- Directed by: Delmer Daves
- Written by: Delmer Daves
- Based on: Benjamin Blake 1941 novel by Edison Marshall
- Produced by: Jules Buck
- Starring: Cornel Wilde Constance Smith Finlay Currie Walter Hampden Anne Bancroft
- Narrated by: Cornel Wilde
- Cinematography: Edward Cronjager
- Edited by: Robert L. Simpson
- Music by: Sol Kaplan
- Production company: 20th Century Fox
- Distributed by: 20th Century Fox
- Release date: February 4, 1953 (Los Angeles);
- Running time: 93 minutes
- Country: United States
- Language: English
- Budget: $1,220,000
- Box office: $1.2 million (US rentals)

= Treasure of the Golden Condor =

1953 film by Delmer Daves

Treasure of the Golden Condor is a 1953 American Technicolor adventure film directed by Delmer Daves, starring Cornel Wilde and Constance Smith, and released by Twentieth Century Fox. The film is a remake of the 1942 film Son of Fury: The Story of Benjamin Blake, which starred Tyrone Power.
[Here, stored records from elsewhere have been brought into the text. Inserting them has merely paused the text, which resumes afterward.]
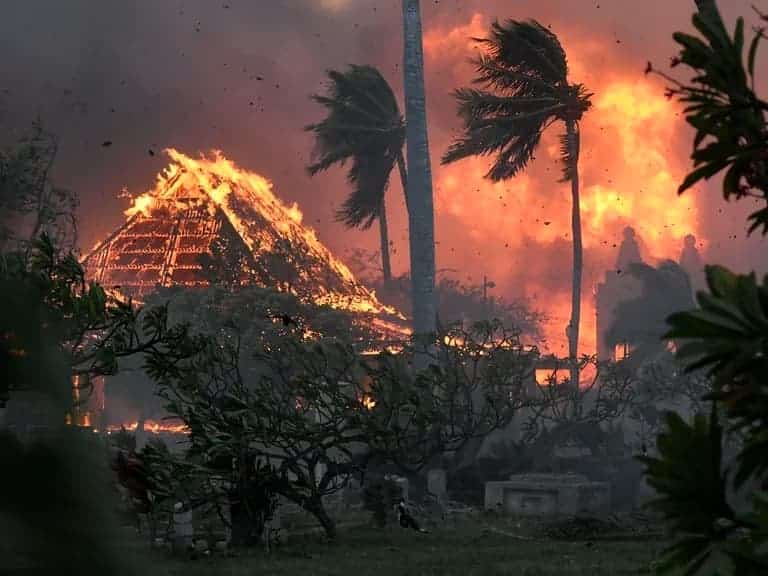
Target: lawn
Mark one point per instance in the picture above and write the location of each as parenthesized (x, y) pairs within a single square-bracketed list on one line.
[(471, 547)]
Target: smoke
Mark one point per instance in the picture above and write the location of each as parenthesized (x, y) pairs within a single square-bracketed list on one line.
[(236, 75)]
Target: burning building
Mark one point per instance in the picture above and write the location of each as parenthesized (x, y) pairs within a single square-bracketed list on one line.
[(658, 292), (208, 222)]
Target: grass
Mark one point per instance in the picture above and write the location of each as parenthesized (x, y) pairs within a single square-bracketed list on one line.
[(466, 548)]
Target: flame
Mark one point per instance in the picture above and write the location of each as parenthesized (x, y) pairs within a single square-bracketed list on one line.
[(634, 154), (368, 401), (217, 183), (151, 426)]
Both films were based on Benjamin Blake (1941), a novel by Edison Marshall.

==Plot==
Jean Paul (Cornel Wilde) is a Frenchman, who is cheated of his birthright by his deceitful uncle, Marquis de St Malo (George Macready).

==Cast==
- Cornel Wilde as Jean Paul
- Constance Smith as Clara MacDougal
- Finlay Currie as MacDougal
- Walter Hampden as Pierre Champlain
- Anne Bancroft as Marie, Comtesse de St. Malo
- George Macready as Marquis de St. Malo
- Fay Wray as Annette, Marquise de St. Malo
- Leo G. Carroll as Raoul Dondel
- Konstantin Shayne as Father Benoit
- House Peters as Magistrate (uncredited)
- Robert Blake as Stable Boy (uncredited)
- May Wynn as Maid (uncredited)
- Harry Cording as Breton (uncredited)
==Reception==
In The New York Times, film critic Howard Thompson wrote:Filmed in the splashiest kind of Technicolor amid eye-filling backgrounds, this Jules Buck production stacks up as any respectably wrought adventure romp should--pretty and constantly on the go ... thanks to the crisp pungency of Delmer Daves' script, his own elastic direction and at least two excellent performances by Leo G. Carroll and Mr. Wilde, no less. Also, by way of geographical novelty, the climactic third of the action features an absurd but lusciously scenic treasure hunt in the Mayan sector of Guatemala, filmed on the spot.